Isabelle Poulenard (© Eric Speller)
Dans cette création nouvelle, la musique parle, les paroles musiquent, le jeu théâtral et les costumes se répondent : un coup d’archet souligne le mot « archet », la coquette fait frémir les plumes de sa robe sur un trémolo, les voix sinueuses et sensuelles des deux sopranos serpentent, s’enroulent l’une autour de l’autre comme le vrai-faux serpent en peluche s’enroule autour de la Clarice.
Les costumes d’Annette Messager ont été imaginés pour souligner subtilement les idées du livret, sans pour autant tomber dans la polémique criarde (comme c’est parfois le cas dans les productions actuelles). Goûtons le paradoxe de se masquer pour mieux se révéler. Certes, c’est l’histoire d’une femme (Florise) qui se travestit pour en séduire une autre (Clarisse), et punir l’amant infidèle (Damon). Mais ici, l’acte de se travestir devient paradoxalement dépouillement d’artifices : Florise enlève la paire la plus éblouissante d’escarpins dorés jamais imaginée, ainsi que la très longue chevelure (perruque et robe de tresses) couvrant tout son corps, pour prendre une simple moustache portative, dressée sur une tige comme un face-à-main, un habit d’homme, et des escarpins plus discrets. Quant au merveilleux « truc en plumes » et au vrai-faux boa de Clarisse, quelle charmante façon de souligner ce qu’il y a de « coq » dans coquette, de fatalement sirène dans le féminin.
L'Ensemble Amarillis (© Eric Speller)
L’Ensemble Amarillis joue sur des instruments d’époque, musiciens aux yeux masqués de noir, debout sur scène, et qui parfois interagissent avec les chanteurs. Ils s’exécutent avec ardeur et énormément de virtuosité.

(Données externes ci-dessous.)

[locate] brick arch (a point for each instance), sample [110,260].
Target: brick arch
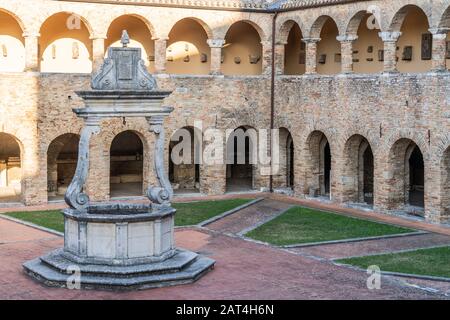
[256,26]
[316,27]
[16,18]
[146,21]
[285,27]
[399,17]
[409,134]
[208,30]
[50,15]
[369,134]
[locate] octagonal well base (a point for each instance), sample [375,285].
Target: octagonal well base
[56,270]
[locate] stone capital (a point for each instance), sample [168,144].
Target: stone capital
[28,34]
[311,40]
[438,32]
[215,43]
[346,38]
[389,36]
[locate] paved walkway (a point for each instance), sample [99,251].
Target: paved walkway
[244,269]
[248,218]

Les trois chanteurs réussissent presque à faire oublier qu’ils chantent, tant ils s’effacent pour faire briller l’œuvre. Soprano légère, Isabelle Poulenard (Florise) est très émouvante : avec des sons filés et des changements de couleurs, elle transmet des émotions sincères, et dans les parties baroques, quelques moments de pyrotechnie lui permettent de déployer des vocalises très impressionnantes, avec des aigus étincelants de clarté. La soprano Maïlys de Villoutreys (Clarisse) dotée d’une voix légèrement plus riche, d’une sensualité délicieuse, étonne par sa fioratura ultra rapide et liquide. Robert Getchell, ténor très résonnant, au timbre clair et naturel, remplit facilement la salle.
Maïlys de Villoutreys et Robert Getchell (© Eric Speller)
Regrettons seulement l’absence de décor et de portants derrière les chanteurs, ce qui les prive d’un support acoustique qui eût aidé à mieux faire rebondir les voix vers la salle. Parfois une petite réverbération leur faisait concurrence, et diminuait la clarté.
La mise en scène interdit toute identification tant elle est ironique et tant le déguisement est parodique mais la musique (nouveau paradoxe), nous emporte et interdit toute distance critique. Quand les masques tombent sur une fin contemporaine qui s’éloigne de celle de Dauvergne, il ne reste plus sur scène que la « surprise de l’amour ».
Maïlys de Villoutreys et Robert Getchell (© Eric Speller)
À la fin, la vedette de la soirée est Gérard Pesson : nous avons hâte de découvrir un nouvel opéra entièrement de lui.